A better way to fight cancer and taxes
“Don’t go into the light”, and other healthcare stories including how to fight cancer and use our taxes wisely
By Ray Hanania
I was sitting in the hospital last week after having successful cancer-removal surgery and I was thinking about what causes cancer.
Basically, the National Cancer Institute explains cancer as a medical condition caused when some of your body cells begin to divide without stopping, uncontrollably. These cells are very disruptive to the functions of the organ in which they are located and can destroy that organ. It becomes worse when these cell mutations spread to other organs and body functions.
The NCI estimates that nearly 40 percent of all Americans will be diagnosed with a form of cancer during their lifetime. That’s a lot of people!
There are many forms of cancer but the four most prevalent forms are breast cancer, mostly in women, lung cancer in men and women, prostate cancer in men, and colon cancer in men and women. Cancer is more life-threatening when you are younger but appears more when you are older.
Years ago there was only one treatment for cancer, chemo-therapy, in which Chemicals are used to destroy the cancer cells, though chemicals can have enormous negative side effects on your body.
Radiation was added and refined later. Your body can only take so much radiation. Radiation not only can kill the cancer cells, but there is a risk of damage to nearby areas that are cancer free. Today, they have tightly narrowed the focus of the radiation using gold pellets, minimizing nearby damage and a technique called seeding in which dozens or more of radiated seeds are implanted that slowly emanate their radiation over time.
There is also removal surgery used when the cancer is confined to an organ or function you can live without.
What caused my cancer? No one knows. I smoked cigarettes when I was young, from age 15 thru when I completed basic training during the Vietnam War. They say cancer can be genetic.
The more I thought about it, the more I’m convinced cancer is caused by by something we eat. There are chemicals and cancer causing agents in nearly everything we consume.
Was it the diet Coke I consumed over the years? I bet I drank an average of one six-pack a day, which is 2,190 cans a year, and more than 120,000 in a lifetime. Come to think of it, that would be one huge Toni Preckwinkle tax!
That made me think about a real health tax, not one like Preckwinkle suggested that would only benefit her politically. But something in which Finns go directly towards healthcare, and maybe a national healthcare policy.
I’m sick and tired listening to the politicians fight over health care. Senators John McCain and Chuck Schumer don’t care about healthcare. They only care about bashing Trump. Trumps not the issue. The issue is funding and managing costs.
Place a one percent national tax on every consumable item we buy, and even more if there is an identifiable risk—many products acknowledge there are risks or claim risks are unproven. In those cases tax then more. But don’t take the tax from the sale. Take it from the manufacturer’s directly.
Use that fund to provide free cancer treatment and drugs for patients. Call it the cancer tax.
And how about a national tax on alcohol to create a fund for liver, pancreatic and other related diseases? Or a national tax on cigarettes, cigars, hookahs and vapes to create a fund for lung disease, asthma, emphysema or other related diseases.

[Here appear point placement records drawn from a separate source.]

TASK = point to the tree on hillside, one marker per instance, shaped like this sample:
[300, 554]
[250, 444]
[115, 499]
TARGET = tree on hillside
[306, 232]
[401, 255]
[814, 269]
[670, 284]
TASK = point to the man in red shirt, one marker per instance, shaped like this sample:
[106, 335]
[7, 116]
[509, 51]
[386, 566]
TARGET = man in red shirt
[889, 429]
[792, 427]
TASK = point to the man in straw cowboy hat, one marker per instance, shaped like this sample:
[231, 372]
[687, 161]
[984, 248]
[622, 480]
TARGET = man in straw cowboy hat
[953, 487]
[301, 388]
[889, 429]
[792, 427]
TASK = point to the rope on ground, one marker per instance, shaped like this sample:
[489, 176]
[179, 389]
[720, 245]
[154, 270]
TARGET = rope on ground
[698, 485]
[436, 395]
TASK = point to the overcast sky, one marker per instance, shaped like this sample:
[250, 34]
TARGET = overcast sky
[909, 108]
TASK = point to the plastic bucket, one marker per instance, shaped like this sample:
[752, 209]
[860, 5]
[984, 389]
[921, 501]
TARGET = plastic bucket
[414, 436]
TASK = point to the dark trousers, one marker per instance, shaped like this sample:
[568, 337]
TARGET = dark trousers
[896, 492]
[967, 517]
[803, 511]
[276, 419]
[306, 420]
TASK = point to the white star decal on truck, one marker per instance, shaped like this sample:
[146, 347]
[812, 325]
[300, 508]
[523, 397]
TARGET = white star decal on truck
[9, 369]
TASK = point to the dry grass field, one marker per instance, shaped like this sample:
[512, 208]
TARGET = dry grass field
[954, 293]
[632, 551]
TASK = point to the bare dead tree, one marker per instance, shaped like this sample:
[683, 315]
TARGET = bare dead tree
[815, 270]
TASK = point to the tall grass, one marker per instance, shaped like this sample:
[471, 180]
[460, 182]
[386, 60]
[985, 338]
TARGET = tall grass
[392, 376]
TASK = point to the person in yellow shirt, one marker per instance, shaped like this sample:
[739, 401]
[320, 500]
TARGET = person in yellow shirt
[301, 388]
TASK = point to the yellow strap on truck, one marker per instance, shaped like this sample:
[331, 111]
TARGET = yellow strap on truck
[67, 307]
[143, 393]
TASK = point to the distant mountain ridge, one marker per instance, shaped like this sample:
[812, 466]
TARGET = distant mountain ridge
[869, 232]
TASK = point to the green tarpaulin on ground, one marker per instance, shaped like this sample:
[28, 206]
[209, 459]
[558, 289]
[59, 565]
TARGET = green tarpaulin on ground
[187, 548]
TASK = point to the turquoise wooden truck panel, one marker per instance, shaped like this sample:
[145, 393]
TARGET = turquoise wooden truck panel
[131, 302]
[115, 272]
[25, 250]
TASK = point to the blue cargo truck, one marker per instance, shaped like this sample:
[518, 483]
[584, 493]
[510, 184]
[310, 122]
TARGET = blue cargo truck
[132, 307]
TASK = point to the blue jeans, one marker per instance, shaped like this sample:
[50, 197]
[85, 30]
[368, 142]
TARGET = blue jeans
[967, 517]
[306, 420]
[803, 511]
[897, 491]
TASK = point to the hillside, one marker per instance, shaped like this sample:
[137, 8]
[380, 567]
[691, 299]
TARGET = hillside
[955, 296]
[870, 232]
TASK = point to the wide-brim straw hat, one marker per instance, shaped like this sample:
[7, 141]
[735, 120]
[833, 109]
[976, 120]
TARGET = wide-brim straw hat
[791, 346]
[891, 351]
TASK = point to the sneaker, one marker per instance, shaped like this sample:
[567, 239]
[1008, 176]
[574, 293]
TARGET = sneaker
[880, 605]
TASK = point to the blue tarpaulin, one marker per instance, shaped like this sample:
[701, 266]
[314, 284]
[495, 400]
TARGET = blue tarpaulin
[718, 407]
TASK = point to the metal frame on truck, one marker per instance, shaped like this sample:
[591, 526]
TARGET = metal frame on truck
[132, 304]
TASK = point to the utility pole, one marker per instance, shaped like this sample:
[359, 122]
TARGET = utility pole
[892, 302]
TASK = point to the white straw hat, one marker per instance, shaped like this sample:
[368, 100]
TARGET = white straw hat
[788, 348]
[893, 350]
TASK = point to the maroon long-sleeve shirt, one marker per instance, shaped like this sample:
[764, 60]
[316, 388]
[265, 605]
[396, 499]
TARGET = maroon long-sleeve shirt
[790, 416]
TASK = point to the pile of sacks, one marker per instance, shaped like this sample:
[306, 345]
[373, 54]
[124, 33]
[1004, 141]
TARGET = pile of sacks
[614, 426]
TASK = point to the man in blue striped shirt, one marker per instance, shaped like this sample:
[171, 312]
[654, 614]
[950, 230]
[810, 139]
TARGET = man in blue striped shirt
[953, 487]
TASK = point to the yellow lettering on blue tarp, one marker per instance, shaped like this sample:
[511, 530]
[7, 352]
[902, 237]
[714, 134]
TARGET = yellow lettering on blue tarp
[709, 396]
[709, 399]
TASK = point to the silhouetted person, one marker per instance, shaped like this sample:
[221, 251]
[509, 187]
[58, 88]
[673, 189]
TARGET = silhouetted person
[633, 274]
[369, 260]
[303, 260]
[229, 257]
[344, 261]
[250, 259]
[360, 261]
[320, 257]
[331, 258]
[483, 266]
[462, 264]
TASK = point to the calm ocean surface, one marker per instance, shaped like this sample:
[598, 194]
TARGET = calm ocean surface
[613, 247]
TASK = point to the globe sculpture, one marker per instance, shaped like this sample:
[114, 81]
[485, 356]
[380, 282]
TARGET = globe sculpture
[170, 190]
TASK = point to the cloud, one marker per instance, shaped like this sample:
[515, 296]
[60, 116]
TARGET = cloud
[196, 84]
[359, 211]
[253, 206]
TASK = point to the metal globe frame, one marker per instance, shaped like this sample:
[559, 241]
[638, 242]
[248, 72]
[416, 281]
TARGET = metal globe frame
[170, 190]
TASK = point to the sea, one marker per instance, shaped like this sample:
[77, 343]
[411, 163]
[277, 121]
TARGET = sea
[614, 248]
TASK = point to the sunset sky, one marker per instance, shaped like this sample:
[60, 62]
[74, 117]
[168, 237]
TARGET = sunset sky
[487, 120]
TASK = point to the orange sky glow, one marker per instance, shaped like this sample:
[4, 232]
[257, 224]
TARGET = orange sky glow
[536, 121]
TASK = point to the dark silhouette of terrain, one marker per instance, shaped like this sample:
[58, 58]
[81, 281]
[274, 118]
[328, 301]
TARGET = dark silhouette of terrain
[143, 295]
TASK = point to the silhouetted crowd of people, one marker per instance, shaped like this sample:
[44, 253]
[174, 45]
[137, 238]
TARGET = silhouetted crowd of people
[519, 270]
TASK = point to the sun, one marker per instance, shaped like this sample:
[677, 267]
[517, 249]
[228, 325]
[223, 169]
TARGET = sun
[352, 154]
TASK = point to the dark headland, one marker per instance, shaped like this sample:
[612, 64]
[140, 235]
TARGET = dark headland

I hate to see taxes on alcohol and cigarettes used for government pensions, contracts and wasteful government services.
Require people to purchase lower cost health insurance for everything else.
Of course, while I was thinking of all this, I was inundated with drugs, had IVs coming out of every arm, and getting shots up the wazoo. Basically, I was pretty much delirious.
But, is that any worse than the healthcare debate we’re having today, or that we’ve been having nationally for the past 20 years?